At the end of October, the Chancellor of the Exchequer Philip Hammond delivered the 2018 Autumn Budget. While the majority of announcements were somewhat expected, there were still a few surprises thrown in. For the construction industry, there were various points included which will have an impact on the industry’s near future. Changes to funding, local and national authorities will all play a part in shaping the next few years for those working in construction.
The private finance initiative (PFI) was introduced as a way to create public-private partnerships (PPPs), with private companies contracted to complete and manage public projects. This had many benefits for the construction industry, providing a range of projects for firms through the government. In the Autumn Budget PFIs have been abolished, though the government will honour any existing contracts. This is due to the belief that PFIs don’t deliver value to the taxpayer and shift risks to the private sector instead.
House Building Boost
An extra £500 million was committed to the Housing Infrastructure Fund to create 650,000 new homes across the country. Plus, on the day the budget was announced the plans to scrap the cap on council borrowing to build new housing came into effect. While this is good news for those looking to get on the housing ladder with the likes of Andrews, it’s also positive for construction firms as it should mean more work. The infrastructure fund was also announced to receive a £38 billion boost by 2023/24, offering further opportunities in the future.
Apprenticeship fees were halved from 10% to 5% for small businesses in the Autumn 2018 Budget.
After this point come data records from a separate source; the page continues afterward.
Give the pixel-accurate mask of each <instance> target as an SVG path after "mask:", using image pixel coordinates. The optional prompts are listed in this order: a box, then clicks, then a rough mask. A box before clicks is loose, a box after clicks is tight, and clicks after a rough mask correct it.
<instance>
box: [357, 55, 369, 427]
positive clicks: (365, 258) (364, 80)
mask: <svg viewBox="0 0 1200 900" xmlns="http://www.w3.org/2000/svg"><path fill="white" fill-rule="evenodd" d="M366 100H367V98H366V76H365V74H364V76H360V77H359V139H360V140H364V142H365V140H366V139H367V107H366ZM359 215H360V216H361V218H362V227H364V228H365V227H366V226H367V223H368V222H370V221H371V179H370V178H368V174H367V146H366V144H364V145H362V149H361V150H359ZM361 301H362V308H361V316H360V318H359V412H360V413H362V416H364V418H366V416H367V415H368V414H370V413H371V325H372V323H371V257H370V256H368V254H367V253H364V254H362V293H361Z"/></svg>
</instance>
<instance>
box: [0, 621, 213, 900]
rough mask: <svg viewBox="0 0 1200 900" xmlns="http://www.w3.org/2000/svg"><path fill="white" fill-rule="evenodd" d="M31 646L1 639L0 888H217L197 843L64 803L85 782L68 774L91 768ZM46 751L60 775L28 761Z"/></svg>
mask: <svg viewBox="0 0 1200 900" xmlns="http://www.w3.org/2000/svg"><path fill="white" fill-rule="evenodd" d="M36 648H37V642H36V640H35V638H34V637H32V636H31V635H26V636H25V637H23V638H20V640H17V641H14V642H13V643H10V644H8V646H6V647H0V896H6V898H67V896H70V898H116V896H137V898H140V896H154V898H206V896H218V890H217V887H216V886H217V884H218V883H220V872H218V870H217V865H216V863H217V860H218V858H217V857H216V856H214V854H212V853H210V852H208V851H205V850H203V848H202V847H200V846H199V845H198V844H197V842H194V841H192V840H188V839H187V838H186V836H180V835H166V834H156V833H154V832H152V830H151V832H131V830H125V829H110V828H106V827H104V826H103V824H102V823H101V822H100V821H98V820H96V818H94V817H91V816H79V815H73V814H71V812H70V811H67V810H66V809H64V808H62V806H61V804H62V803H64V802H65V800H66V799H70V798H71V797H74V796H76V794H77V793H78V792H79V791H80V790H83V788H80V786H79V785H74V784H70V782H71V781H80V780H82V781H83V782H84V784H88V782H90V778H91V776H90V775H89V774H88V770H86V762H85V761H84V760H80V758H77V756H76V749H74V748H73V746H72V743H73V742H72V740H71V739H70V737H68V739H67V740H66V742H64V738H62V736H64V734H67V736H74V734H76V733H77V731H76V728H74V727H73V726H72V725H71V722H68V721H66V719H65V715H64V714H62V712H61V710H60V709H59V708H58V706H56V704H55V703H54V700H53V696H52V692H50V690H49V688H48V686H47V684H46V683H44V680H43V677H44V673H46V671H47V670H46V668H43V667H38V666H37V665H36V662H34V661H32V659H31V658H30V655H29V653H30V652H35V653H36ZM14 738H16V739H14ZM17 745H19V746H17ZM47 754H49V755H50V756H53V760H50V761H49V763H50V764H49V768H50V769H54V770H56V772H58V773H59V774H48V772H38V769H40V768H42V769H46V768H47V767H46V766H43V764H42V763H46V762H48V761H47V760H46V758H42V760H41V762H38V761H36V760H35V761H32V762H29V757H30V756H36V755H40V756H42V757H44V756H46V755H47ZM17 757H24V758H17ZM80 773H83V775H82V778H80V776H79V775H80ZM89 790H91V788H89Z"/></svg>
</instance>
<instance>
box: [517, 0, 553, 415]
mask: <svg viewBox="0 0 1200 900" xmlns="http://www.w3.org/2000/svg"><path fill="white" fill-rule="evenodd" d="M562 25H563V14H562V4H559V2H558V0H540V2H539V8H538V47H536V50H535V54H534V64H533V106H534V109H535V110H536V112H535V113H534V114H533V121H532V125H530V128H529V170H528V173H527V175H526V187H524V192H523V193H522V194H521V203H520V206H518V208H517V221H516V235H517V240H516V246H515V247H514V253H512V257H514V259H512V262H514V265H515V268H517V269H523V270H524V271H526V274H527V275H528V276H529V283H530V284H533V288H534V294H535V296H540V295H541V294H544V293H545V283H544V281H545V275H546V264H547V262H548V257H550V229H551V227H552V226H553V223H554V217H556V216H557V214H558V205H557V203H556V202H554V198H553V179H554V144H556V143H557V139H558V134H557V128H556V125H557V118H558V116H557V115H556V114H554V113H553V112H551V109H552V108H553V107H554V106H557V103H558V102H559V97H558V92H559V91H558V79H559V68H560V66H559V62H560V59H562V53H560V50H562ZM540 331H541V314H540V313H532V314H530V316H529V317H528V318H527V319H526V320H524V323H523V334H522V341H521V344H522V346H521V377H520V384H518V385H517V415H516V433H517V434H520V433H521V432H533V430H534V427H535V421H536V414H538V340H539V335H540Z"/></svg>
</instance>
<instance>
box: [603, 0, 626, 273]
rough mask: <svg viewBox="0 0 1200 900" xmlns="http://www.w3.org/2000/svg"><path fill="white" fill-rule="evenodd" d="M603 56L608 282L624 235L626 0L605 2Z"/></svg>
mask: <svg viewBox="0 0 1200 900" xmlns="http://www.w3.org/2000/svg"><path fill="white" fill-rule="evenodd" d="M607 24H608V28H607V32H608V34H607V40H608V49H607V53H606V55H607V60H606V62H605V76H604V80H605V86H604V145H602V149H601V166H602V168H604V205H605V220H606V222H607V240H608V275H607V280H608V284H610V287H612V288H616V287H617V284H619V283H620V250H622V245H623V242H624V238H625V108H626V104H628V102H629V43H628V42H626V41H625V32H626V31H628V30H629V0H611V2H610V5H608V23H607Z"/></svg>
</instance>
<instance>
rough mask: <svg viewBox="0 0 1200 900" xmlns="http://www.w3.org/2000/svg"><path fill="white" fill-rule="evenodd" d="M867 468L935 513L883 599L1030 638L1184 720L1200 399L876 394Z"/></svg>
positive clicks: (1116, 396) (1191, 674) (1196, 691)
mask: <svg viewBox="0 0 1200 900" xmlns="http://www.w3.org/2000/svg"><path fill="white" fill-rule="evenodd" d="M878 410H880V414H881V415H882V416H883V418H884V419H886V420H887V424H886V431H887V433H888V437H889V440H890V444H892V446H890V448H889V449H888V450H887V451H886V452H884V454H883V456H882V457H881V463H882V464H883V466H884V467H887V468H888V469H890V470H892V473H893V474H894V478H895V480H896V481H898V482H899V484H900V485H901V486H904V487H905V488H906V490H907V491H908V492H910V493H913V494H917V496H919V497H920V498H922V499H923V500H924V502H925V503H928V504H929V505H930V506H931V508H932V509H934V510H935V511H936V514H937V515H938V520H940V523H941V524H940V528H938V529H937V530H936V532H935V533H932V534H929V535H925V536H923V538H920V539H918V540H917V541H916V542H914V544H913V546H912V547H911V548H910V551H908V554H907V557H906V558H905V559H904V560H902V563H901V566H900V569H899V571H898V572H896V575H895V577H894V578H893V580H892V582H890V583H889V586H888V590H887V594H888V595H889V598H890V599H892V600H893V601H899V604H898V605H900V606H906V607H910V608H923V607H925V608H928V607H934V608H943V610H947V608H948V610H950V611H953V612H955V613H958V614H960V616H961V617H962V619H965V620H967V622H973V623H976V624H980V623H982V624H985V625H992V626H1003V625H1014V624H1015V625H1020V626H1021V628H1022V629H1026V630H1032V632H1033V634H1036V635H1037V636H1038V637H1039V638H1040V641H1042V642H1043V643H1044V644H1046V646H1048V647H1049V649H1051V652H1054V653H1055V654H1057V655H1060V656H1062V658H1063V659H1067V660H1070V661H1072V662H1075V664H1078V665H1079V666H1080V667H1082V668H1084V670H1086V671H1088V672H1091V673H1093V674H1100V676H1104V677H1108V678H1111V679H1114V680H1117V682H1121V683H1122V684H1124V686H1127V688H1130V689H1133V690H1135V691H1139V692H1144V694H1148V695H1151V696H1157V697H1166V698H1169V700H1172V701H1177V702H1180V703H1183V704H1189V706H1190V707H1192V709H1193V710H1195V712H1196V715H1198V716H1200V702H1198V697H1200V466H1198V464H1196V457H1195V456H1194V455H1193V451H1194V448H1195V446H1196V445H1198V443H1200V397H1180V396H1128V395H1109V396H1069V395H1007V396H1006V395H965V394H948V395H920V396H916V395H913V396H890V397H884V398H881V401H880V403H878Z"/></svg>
This is a fee any small business must pay when they take on an apprentice, which plenty of construction companies currently do. By slashing this in half it is part of a £695 million package to support both apprenticeships and the wider industries. For many construction firms it means they’ll either be able to take on more apprentices or will save money that can be spent elsewhere.
Stamp Duty Changes
Most of the current thresholds for stamp duty have been left alone. However, higher stamp duty charges for the most expensive homes were announced, along with changes to first-time buyers of shared-ownership homes. Under the new regulations, buyers of shared-ownership homes up to £500,000 will be exempt from the tax, in a move to encourage more house buying. This could have a knock-on effect for the construction industry as demand may increase.
Most of the announcements in the Autumn Budget for 2018 sound like they will have a positive rather than negative impact for the construction industry but time will tell.